【Platinum Weekly】リスクオンの地合と供給懸念

<高値保ち合い相場に>
NYMEX白金先物相場は、1,700ドル水準で上げ一服となっている。景気に対する信認回復が工業用金属需要の拡大期待につながる一方、価格連動性のある金相場が急落していることで、明確な方向性を打ち出せていない。金相場の急落に逆行してまで上値を切り上げるエネルギーはないものの、需給に対する楽観的な見方が、相対的な堅調地合につながっている。金・白金価格バランスが、最近の「金>白金」から「白金>金」に転換していることも確認しておきたい。

<南アフリカで再びストの懸念>
南アフリカではインパラ・プラチナ社で6週間にわたるストライキが漸く終結を迎えたが、早くも次のストライキが発生するリスクが高まっている。全国鉱山労組(NUM)によると、モディキワ・プラチナで賃金交渉が決裂すると、ストライキ発生の可能性があるとしている。労働者は12%の賃上げを要求しているのに対して、会社側の回答は8.5~9.5%に留まっていることで、今後の交渉次第ではストライキ決行の可能性が排除できない。同社の白金生産高は年間12万7,532トンであり、仮にストライキが発生しても減産量は限定される見通し。ただ、例年にないペースでストライキが多発していることが確認されると、供給リスクの上乗せを進める必要性が浮上するため、今後の交渉状況に注目したい。

<ジンバブエで資源ナショナリズムの動き>
一方ジンバブエでは、インパラ・プラチナが子会社ジムプラッツの権益51%以上を黒人投資家に譲渡することで合意した。
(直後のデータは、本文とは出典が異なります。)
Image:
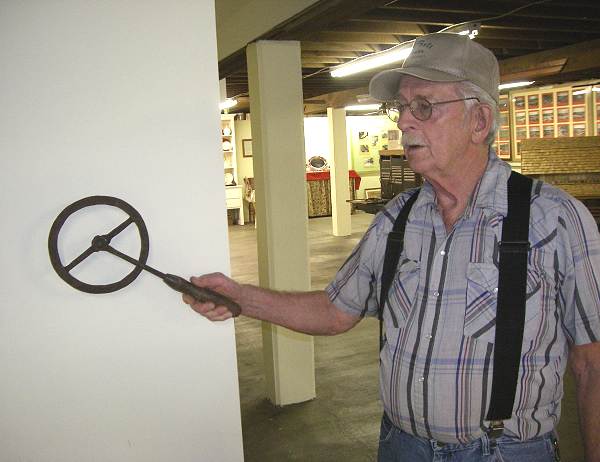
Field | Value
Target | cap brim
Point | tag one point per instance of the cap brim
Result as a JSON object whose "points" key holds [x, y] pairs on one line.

ジンバブエでは、南アフリカ同様に黒人投資家に鉱山権益の委譲を促す法律が成立しており、これまでのような外資による独占運営が行えなくなっている。ジムプラッツはジンバブエ政府からの圧力に対抗してきたが、鉱業事業の許認可権を有するジンバブエ政府に譲歩せざるを得ない状況に追い込まれている。ジンバブエは、南アフリカに次ぐ世界第2位の白金埋蔵量を有しており、同国の増産ペース鈍化のリスクには注意が必要である。